Existe, además de las dificultades técnicas en el equipo económico para contener la escalada de los precios, otra deficiencia sensible. Esta vez política: la de comunicar la película económica completa -aumentos en la productividad, la toma de empleo y la actividad industrial por las nubes-, y no el fotograma aislado de la inflación.

Es asombroso notar cómo ganan espacio de titulado los padecimientos por las escaladas de los precios, al ritmo de las necesidades de los grupos interesados en limar el motor del oficialismo, ya sea políticos o empresarios. Y la vía de la inflación es una autopista para quienes pretenden llegar al malhumor social, gracias al efecto psicológico de la expectativa inflacionaria.

Se notó esta semana. Allí, bien arriba, la angustia por las remarcaciones y, peor aún, la ansiedad de la negociación por salarios en paritarias que marcará el nivel de conflictividad del año entrante. En un rincón, los efectos multiplicadores por el boom del consumo con la expansión de shoppings, o el repunte en la confianza del consumidor.

En algún momento deberá explicar eficientemente el gobierno que una parte del desborde inflacionario es consecuencia de la inyección de efectivo que mueve al comercio.

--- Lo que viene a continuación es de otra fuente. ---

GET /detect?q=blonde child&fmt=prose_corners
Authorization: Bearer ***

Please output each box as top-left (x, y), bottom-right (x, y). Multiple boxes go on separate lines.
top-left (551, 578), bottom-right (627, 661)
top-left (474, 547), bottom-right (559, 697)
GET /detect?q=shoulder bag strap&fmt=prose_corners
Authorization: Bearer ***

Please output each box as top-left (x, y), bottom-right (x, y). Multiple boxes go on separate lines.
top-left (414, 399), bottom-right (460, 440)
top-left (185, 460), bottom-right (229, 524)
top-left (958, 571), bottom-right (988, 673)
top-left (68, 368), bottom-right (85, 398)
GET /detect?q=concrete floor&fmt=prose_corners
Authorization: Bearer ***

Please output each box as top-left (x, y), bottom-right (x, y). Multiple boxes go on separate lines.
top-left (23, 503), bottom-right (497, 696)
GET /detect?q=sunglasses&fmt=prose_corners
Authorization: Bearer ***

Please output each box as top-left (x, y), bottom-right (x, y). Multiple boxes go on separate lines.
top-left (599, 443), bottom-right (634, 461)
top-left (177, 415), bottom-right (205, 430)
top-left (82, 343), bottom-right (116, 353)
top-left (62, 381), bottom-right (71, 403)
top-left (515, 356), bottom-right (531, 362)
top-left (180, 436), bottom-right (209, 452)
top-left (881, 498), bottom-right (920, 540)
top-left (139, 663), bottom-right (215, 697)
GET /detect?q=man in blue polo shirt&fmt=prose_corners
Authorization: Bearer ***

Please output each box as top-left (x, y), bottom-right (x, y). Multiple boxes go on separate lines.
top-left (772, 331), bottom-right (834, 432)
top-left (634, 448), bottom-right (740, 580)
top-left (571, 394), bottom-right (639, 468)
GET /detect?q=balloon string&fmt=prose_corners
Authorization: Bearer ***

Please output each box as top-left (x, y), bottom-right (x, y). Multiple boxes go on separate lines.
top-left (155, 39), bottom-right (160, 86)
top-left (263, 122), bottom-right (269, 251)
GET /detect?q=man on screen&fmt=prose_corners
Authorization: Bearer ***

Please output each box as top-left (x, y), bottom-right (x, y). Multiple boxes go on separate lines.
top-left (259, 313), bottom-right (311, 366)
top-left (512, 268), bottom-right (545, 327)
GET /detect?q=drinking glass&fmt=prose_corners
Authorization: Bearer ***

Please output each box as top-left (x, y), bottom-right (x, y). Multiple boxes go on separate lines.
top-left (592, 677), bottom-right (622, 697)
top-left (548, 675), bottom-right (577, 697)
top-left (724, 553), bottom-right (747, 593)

Por lo tanto, una manera de comenzar a contener las remarcaciones es retirar circulante y enfriar las ventas. No parece estar el sector comercial al tanto de esa alternativa: nivel de ventas creciente con algo de inflación, o inflación cero con ventas recesivas como hace 10 años.

A eso hay que agregar las carencias del gobierno en este plano. Primero, que no consigue inspirar confianza, palabra santa en materia de expectativas económicas. Segundo, que más allá de las dificultades de la política de expansión monetaria (mucho billete circulando, a pesar de que cuesta encontrarlos en papel) hay otros resortes para reducir la inflación que tampoco usa: promoción de inversiones para operar en la oferta, manejo de tasa de interés, frenar la expansión del gasto público.

Y así se configura un cuadro delicado. Es la inflación el peor veneno de una economía saludable porque en niveles de desborde conspira contra las planificaciones y en consecuencia contra la inversión en general, pero además ataca los bolsillos de los que menos tienen, y frena la competitividad a nivel global, entre otros males.

No es una isla San Juan en materia inflacionaria y de inseguridad. El último índice local, elaborado por una institución privada, arrojó un nivel de inflación anual del 20%. Y en inseguridad, la administración local viene haciendo la plancha desde hace tiempo, con algún sacudón cuando debe surfear alguna mala racha.

Tal vez lo más curioso sea que en materia política no aparezca quien capitalice estas deficiencias de la gestión K. La dirigencia opositora no arrima más que formulaciones voluntaristas, como si los delincuentes y las remarcaciones se fueran a disipar con sólo querer que se vayan. Alfonsín hablando de la inflación es lo mismo que Duhalde haciéndolo sobre la violencia en las calles: el pasado los condena. Y así, el abanico opositor no consigue ganar envión por estas flaquezas oficiales.

Sin expectativas del lado del gobierno y pocas alternativas de parte de los que quieren llegar, quedará a la gente un par de opciones: dar las partidas de la inflación y la seguridad por perdidas, o poner los zapatitos a los Reyes.